Konsumenten sind umweltbewusster geworden, Entrepreneure haben auf die veränderte Nachfrage reagiert und durch Innovation eine breite Palette an Alternativen auf dem Markt gebracht. Eine positive Entwicklung, die aus den Individuen selbst hervorgegangen ist – ohne die Notwendigkeit einer Obrigkeit. Eben deswegen wundert das Vorgehen der EU, die im Oktober letzten Jahres die Änderungsanträge 171 und 165 zu der EU-Verordnung Nr. 1308/2013 im EU-Parlament diskutierte. Diese Änderungen werden direkt in den freien und fairen Wettbewerb eingreifen.
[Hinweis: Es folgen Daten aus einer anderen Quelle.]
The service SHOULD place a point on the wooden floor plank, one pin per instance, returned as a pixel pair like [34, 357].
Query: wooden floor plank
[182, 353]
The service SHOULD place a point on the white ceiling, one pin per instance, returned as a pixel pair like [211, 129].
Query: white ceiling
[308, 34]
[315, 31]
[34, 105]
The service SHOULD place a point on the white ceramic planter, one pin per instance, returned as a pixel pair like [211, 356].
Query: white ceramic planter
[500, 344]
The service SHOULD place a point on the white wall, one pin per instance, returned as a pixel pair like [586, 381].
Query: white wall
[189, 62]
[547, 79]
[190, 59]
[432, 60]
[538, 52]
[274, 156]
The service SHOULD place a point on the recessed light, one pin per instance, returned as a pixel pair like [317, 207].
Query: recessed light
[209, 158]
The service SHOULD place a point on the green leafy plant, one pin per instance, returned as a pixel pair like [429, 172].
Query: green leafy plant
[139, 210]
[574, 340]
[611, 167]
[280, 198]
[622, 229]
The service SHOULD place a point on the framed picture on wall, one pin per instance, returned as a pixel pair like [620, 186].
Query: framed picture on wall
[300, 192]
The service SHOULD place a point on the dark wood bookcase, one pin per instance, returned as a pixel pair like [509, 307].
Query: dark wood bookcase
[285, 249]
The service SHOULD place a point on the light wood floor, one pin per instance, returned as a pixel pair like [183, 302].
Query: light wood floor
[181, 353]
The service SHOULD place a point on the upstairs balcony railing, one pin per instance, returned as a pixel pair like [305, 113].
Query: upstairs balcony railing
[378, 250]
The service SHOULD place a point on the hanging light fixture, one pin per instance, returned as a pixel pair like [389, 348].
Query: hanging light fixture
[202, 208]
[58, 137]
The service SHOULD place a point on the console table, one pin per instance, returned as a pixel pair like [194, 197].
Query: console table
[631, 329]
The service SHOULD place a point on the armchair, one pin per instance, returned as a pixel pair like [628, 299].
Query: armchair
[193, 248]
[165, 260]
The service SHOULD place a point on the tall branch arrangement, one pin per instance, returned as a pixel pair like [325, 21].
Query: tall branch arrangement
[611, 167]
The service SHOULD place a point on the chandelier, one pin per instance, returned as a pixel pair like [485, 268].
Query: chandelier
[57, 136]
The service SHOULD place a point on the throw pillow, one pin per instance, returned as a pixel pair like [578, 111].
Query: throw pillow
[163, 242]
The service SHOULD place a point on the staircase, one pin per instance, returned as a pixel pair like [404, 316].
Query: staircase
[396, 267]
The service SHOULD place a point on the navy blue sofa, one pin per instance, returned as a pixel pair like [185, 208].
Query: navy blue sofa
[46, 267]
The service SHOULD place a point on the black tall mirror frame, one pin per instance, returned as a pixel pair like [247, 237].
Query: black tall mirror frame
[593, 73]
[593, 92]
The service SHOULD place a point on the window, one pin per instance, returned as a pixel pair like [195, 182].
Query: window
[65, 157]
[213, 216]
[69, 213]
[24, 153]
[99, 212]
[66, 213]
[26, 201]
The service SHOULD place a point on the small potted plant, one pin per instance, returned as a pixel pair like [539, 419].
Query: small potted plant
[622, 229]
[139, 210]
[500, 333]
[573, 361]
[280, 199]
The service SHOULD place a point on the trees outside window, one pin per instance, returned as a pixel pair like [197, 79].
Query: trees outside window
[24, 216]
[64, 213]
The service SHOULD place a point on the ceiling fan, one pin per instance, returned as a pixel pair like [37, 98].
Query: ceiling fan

Die Verwendung von Begriffen wie „Sojamilch“ oder „veganer Käse“ sind bereits verboten und im EU-Recht festgelegt (das bestätigte der Europäischen Gerichtshof in 2017). Milch, Joghurt, Butter und Käse dürfen nur aus der Milch von Tieren stammen – das sieht auch die aktuelle Verordnung vor. Nichtdestotrotz sucht der Änderungsantrag 171 diese Beschränkungen zu erweitern (den Änderungsantrag findet ihr rechts abgebildet). Denn der zugestimmte Änderungsantrag schränkt die Benennung und Beschriftung von Milchalternativen ein. Alleine die Beschriftungen „milchfreie Alternative“, „enthält keine Milch“, „Milchersatz“ oder sogar „laktosefreie Alternative zu Kuhmilch“ könnten durchaus unzulässig sein, denn der Verweis auf Milchprodukte soll eingeschränkt werden. So skurril wie es scheint, aber wenn man den Antrag streng interpretiert, dürften Milchalternativen sogar nicht Verpackungen verwenden, die denen der tierische Produkte ähneln. Hierbei handelt es sich ganz eindeutig um Überregulierungen – die Kosten, die dadurch entstehen können (Umbenennung, Re-Branding und Wiedervermarkung der Produkte), haben nichts mit dem marktwirtschaftlichen Prozess und den Wünschen der Konsumenten zu tun, sondern sie entstehen dank der Willkür von Bürokraten und Lobbyisten. Das sind alles zusätzliche Kosten, die die Anbieter von Milchalternativen benachteiligen und den fairen Wettbewerb verzerren. Aber warum willkürlich? Während dem Änderungsantrag 171 zugestimmt wurde, lehnten die EU-Abgeordneten den Antrag 165, der sehr ähnliche Vorschriften für Fleischersatzprodukte vorsah – Veggie-Würste dürfen (vorerst) sich weiter so nennen (Veggie-Käse darf aber nicht ins Supermarktregal).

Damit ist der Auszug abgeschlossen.